The elegant Russell Falls is the centerpiece of Mt. Field National Park. The falls lies within the Tasmanian Wilderness World Heritage Area. Access is via a well-developed track. The smaller Horseshoe Falls is on the walking track beyond Russell Falls.
Location: Mt. Field National Park, Tas, off Gordon River Road.

Snug Falls

A pretty 25-30m high waterfall, accessed via a walking track. Allow an hour for the return walk to the falls.
Location: off Snug Tiers Rd, Snug, Tas.

Pelverata Falls

A visually impressive falls that plunges straight off the top of a 114m high cliff.
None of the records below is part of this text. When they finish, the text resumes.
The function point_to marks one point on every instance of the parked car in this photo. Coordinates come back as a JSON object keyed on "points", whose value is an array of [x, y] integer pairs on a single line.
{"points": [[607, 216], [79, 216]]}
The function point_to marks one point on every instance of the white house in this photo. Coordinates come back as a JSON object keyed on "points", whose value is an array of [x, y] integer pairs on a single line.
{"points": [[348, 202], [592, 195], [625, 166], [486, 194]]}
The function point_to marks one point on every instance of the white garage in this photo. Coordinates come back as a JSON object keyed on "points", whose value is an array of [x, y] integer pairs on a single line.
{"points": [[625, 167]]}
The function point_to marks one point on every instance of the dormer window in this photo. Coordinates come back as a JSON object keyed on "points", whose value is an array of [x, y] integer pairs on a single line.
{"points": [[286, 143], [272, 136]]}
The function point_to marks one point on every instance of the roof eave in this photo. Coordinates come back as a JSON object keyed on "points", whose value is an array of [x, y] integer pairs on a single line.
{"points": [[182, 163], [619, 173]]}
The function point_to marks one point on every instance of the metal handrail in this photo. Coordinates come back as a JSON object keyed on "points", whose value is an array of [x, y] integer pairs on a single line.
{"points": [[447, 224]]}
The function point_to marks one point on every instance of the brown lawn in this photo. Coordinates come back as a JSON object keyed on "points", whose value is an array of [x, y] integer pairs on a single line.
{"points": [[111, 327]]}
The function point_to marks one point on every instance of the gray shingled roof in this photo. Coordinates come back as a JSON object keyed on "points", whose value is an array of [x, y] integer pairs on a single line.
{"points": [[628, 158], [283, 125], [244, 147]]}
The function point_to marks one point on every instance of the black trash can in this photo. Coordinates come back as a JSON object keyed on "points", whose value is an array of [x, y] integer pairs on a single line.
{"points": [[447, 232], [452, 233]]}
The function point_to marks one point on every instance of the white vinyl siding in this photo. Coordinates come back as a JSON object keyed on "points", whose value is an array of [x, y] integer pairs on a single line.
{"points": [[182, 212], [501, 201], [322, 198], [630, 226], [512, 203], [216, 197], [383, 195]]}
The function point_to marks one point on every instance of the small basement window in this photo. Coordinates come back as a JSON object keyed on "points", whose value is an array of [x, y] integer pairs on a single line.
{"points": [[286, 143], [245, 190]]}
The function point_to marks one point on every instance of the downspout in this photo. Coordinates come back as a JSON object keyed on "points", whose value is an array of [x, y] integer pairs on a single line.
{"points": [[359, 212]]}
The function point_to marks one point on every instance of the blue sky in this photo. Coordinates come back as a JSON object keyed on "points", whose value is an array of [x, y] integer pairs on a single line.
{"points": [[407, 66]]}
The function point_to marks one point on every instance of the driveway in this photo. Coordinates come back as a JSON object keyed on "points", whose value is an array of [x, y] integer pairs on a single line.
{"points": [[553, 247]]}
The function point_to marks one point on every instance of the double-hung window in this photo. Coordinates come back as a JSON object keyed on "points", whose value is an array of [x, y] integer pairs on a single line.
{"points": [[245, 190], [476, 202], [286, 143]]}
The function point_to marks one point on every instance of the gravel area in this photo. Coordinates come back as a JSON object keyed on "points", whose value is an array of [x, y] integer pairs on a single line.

The falls is at the end of the Pelverata Falls Trail, and can been seen from a viewing platform.
Location: near Pelverata, Tas.

Slippery Falls

Sitting across the valley from the Pelverata Falls Track in the Snug Tiers, the falls is viewable from from the Pelverata Falls Trail, though it is some distance away.
Location: near Pelverata, Tas.

Victoria Valley Falls

These falls are known to few people who have not walked the Tasmanian Trail. The watercourse that flows over them is Kenmere Creek.
Location: off Bashan Road, Victoria Valley, near Ouse, Tas.

Lady Barron Falls

A lesser known falls in the vicinity of Russell Falls. The easiest access is by driving past the Russell Falls Visitor Centre and going up the unsealed Lake Dobson Road towards the car park for the Tall Trees Walk.
Location: Mt. Field National Park, Tas, off Gordon River Road.

Waterfall Bay Falls

The cliff height on the south east corner of Tasmania averages 250 metres for all but Pirates and Fortescue Bays from Tasman Island at the south tip of the Tasman Peninsula to almost Dunalley at the top of the Forestier Peninsula. These falls begin at the top of these cliffs and cascades down the rock face into the ocean. The falls are visible from the clifftop waking trail, but the best way to see them is on a coastal cruise out of Pirates Bay.
Location: Tasman Peninsula near Eaglehawk Neck, Tas.